Ladies and gentlemen, thank you all for being here. Thanks for that "Ohio Republicans for Clinton/Gore" sign. That looks good to me. I am delighted to be back here. Let me say, all of you know that 4 years ago when I ran for President we had a time of high unemployment and rising frustration. And all of you know that compared to 4 years ago, we are better off. We have 10 1/2 million more jobs. The unemployment rate in Ohio has gone from 7 percent to 4.8 percent. Average family income in the last 2 years is up $1,600 after inflation, after being stagnant for a decade. We are moving in the right direction. The crime rate has come down for 4 years in a row. The welfare rolls have dropped. Child support collections are up almost 50 percent. We're moving in the right direction.
This election will determine what direction we take into the 21st century. That is the decision before all of you. Will you help me build a bridge to the 21st century? [Applause] If you compare the work we've done in the last month since you had your voices heard, compared to the last 2 years, when I vetoed a budget that would have cut education for the first time in American history, weakened environmental protection, undermined the commitments of Medicare and Medicaid - and you stood by me and made your voices heard. Now, in the last month, we raised the minimum wage for 10 million working Americans. We passed the Kennedy-Kassebaum health care reform bill that says you cannot lose your health insurance anymore because somebody in your family has been sick or because you changed jobs. We gave a $5,000 tax credit to families that would adopt some of these hundreds of thousands of children out there who need a home and support of a family. And we made it easier for small-business people to take out pensions for themselves and their employees. We are moving in the right direction.
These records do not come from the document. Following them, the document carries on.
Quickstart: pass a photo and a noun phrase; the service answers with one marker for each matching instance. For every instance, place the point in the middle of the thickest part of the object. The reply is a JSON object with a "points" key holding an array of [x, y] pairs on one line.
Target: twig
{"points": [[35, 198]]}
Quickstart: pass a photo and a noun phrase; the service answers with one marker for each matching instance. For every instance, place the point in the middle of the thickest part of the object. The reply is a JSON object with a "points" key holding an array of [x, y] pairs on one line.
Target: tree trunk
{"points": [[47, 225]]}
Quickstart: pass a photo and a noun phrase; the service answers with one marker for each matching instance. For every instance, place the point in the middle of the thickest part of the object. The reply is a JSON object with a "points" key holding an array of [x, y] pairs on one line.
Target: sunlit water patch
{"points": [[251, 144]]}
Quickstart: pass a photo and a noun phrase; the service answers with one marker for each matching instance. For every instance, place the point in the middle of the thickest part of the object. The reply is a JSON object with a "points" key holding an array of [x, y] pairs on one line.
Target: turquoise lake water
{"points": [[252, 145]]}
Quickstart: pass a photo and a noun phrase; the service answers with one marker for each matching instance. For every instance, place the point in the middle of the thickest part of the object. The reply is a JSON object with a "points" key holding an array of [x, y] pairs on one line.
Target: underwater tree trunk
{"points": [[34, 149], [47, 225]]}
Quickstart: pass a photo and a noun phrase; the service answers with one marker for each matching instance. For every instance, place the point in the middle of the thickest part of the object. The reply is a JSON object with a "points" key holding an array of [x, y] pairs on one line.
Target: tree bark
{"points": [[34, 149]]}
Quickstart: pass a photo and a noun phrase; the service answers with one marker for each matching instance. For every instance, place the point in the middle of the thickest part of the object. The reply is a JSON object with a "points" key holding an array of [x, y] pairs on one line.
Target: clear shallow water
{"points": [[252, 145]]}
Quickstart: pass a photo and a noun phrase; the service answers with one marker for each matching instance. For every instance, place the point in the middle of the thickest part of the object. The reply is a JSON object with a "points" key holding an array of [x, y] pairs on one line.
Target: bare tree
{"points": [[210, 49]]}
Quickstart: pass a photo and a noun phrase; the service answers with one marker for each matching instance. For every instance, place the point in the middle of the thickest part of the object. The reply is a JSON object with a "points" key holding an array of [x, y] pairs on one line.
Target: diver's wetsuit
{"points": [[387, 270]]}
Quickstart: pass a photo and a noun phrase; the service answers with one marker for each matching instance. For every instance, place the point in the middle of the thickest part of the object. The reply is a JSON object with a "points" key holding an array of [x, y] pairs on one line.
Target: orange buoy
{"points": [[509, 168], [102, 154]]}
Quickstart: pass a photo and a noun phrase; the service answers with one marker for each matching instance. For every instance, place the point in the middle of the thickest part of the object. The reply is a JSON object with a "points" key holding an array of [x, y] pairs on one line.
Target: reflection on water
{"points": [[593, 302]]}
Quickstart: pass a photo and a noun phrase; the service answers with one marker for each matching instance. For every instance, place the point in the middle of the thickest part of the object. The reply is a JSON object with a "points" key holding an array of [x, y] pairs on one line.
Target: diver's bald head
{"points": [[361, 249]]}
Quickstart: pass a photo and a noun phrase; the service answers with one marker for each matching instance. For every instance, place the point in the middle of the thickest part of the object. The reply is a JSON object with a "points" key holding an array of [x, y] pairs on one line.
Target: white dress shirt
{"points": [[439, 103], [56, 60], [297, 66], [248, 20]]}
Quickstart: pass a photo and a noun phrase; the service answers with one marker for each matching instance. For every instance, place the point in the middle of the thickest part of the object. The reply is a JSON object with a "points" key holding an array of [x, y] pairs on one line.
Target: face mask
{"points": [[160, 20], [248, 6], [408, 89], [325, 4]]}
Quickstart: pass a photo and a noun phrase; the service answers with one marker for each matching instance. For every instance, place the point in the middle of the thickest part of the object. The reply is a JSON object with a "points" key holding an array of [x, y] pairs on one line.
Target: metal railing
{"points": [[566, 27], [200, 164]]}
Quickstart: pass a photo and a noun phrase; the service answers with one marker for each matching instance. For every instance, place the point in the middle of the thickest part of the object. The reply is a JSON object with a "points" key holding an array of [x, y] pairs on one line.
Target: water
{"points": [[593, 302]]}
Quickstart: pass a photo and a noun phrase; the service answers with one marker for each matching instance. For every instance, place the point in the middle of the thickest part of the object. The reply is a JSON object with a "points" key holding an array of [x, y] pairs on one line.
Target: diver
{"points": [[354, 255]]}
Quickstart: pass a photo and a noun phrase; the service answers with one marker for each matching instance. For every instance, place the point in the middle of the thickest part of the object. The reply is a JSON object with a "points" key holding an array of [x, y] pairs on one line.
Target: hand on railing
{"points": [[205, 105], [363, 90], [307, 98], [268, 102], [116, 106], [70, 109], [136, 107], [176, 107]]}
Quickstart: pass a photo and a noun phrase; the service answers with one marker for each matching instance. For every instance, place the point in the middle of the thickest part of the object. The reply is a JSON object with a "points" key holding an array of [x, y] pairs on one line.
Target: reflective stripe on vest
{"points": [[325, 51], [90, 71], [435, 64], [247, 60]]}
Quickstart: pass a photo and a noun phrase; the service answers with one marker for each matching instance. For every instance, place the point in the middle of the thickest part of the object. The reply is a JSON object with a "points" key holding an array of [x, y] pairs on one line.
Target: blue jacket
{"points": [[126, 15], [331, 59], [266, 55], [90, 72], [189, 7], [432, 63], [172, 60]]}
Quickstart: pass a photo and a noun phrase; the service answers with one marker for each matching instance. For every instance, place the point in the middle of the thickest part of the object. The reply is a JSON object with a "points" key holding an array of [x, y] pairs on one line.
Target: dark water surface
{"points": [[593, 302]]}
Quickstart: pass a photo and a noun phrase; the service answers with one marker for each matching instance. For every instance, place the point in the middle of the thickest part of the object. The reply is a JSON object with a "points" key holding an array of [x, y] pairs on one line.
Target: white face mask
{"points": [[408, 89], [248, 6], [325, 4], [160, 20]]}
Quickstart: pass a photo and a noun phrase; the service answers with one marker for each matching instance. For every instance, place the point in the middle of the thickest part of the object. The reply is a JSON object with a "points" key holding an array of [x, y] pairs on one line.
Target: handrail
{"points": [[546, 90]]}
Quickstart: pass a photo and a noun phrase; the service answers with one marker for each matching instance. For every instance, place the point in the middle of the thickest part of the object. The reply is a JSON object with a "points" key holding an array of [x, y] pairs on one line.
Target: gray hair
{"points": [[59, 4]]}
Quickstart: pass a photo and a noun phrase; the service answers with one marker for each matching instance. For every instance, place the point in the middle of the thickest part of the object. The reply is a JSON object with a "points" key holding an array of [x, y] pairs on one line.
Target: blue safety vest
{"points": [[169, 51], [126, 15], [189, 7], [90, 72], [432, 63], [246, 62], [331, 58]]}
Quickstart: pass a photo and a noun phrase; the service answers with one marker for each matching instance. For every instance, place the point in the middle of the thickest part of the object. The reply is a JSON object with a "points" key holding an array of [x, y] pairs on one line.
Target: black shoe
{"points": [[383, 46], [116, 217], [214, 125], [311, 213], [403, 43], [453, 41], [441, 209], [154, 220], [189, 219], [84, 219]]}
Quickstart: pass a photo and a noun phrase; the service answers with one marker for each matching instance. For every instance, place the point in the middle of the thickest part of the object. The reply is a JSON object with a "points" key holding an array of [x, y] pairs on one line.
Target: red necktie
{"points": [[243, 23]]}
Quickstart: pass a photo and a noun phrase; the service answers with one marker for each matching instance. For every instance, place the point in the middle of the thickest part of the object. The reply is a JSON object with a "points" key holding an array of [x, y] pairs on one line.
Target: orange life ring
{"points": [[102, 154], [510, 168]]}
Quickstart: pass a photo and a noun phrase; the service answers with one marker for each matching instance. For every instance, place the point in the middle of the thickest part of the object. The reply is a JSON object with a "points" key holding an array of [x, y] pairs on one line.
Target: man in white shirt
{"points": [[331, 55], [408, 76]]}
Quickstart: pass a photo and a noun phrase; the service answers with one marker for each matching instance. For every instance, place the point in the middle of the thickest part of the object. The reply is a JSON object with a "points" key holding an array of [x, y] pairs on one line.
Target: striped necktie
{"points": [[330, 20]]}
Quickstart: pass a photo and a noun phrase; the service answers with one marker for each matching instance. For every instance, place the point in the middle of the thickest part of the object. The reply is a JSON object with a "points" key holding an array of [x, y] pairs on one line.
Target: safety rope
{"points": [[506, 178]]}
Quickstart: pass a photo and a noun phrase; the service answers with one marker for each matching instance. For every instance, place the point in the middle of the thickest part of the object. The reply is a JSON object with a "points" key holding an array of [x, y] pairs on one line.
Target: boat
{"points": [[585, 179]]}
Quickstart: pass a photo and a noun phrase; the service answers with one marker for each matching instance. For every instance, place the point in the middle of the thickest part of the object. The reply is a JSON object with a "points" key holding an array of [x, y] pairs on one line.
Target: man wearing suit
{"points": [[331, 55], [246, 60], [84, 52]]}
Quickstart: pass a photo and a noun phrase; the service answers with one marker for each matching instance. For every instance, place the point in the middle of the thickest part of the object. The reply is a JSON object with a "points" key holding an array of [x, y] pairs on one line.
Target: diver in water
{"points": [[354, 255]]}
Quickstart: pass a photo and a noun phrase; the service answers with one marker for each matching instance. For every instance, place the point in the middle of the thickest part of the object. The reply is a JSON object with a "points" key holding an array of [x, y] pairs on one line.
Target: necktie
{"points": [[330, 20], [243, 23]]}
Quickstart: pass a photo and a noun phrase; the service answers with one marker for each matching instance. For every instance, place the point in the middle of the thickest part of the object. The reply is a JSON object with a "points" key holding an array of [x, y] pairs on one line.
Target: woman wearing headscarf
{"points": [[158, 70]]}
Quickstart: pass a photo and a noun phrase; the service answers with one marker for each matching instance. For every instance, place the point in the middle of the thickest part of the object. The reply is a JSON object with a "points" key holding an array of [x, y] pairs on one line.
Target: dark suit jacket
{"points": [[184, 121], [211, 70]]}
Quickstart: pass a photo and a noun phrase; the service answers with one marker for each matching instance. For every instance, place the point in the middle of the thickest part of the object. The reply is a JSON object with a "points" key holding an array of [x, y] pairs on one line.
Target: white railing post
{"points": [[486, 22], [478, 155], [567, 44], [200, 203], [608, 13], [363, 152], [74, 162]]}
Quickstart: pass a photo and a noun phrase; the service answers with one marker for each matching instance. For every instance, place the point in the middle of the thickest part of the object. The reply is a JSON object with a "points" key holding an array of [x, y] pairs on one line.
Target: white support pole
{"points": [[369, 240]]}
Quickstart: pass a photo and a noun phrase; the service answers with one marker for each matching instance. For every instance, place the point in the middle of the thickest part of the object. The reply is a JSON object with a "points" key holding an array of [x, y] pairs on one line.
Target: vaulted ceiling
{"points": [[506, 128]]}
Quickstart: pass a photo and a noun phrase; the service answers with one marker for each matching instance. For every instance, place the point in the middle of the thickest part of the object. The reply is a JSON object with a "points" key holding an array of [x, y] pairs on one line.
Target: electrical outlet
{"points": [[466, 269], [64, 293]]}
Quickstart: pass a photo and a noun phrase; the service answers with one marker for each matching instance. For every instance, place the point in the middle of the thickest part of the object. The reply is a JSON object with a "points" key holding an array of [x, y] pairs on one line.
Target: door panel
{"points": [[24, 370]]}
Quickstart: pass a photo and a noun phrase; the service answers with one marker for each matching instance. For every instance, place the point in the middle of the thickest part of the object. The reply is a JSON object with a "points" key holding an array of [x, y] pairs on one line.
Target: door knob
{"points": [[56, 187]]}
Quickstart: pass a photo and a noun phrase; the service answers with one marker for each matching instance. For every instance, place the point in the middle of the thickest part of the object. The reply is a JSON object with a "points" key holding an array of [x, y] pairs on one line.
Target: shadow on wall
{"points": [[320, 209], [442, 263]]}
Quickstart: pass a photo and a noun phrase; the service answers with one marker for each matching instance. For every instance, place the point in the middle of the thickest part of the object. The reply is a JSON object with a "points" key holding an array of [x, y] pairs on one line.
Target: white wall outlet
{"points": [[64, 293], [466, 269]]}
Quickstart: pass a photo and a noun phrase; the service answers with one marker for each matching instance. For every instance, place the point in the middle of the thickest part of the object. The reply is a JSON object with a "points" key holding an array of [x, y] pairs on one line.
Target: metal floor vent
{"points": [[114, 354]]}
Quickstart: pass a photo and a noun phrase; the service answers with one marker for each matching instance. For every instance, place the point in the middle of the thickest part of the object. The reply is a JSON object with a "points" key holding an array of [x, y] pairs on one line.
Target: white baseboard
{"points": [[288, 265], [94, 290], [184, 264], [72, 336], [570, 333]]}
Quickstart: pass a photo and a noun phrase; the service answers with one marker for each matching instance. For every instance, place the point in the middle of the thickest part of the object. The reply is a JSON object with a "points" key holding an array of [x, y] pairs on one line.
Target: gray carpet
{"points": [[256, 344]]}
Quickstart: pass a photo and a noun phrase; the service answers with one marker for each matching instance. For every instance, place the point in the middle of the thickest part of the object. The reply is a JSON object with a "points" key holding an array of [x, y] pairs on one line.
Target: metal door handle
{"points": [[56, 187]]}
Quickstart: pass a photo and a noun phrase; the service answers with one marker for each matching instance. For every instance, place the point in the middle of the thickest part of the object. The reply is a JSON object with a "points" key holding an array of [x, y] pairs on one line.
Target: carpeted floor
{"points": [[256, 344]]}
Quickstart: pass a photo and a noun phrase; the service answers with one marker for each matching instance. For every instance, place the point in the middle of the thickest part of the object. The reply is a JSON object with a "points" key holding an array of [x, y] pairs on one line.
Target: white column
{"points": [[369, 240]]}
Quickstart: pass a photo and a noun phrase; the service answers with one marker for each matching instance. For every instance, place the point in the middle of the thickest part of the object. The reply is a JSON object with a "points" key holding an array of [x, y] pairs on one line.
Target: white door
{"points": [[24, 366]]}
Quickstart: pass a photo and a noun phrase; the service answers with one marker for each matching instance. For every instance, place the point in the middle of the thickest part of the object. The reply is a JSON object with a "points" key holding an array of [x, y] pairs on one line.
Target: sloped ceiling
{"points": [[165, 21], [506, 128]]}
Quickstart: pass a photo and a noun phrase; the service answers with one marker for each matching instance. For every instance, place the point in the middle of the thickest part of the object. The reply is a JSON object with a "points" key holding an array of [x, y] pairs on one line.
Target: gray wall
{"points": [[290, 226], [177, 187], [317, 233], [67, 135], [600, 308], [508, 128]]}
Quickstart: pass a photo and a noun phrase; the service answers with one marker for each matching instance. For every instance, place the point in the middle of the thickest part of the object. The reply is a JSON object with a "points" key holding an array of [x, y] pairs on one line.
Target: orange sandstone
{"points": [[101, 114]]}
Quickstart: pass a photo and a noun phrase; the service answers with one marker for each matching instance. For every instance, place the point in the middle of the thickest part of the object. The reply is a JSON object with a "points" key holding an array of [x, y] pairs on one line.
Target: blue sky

But now you have to make a decision in about 2 weeks. Your vote will decide whether we balance our budget and protect Medicare and Medicaid, education and the environment, and give targeted tax cuts to families to help them raise their children and educate them, to help them save for that first-time home or deal with medical costs, or whether we blow a hole in the deficit with a risky tax scheme that will raise taxes on the 9 million working people, increase the deficit, and cut education again. I think the answer is clear. Your vote will decide whether we continue to support families, whether we continue to fight crime, whether we really finish the job of reforming welfare.
Yes, we passed a bill that says people on welfare have 2 years to turn that welfare check into a paycheck. Now we have to make sure the jobs are there so that they can take the jobs and build good families. Your vote will decide whether we continue to clean up the environment or give in to those who say we have to weaken our environment to grow our economy. You know better than that. I want to clean up 500 more toxic waste dumps in this country so every American child will be growing up next to parks, not poison, and I think you do, too.
Most of all, your vote will decide whether we continue our struggle for world-class education for the schoolchildren who are here, whether we continue to expand Head Start, whether we continue to raise standards, whether we hook up every single classroom in the United States of America to the information superhighway - the Internet, the World Wide Web - by the year 2000, so that for the first time in history every child in America, in a private, parochial, or a public school, whether in a rich, a middle class, or a very poor district - for the first time ever we'll have every child able to hook into the same amount of learning in the same time, in the same way from all over the world. It will revolutionize opportunity for every child in the United States.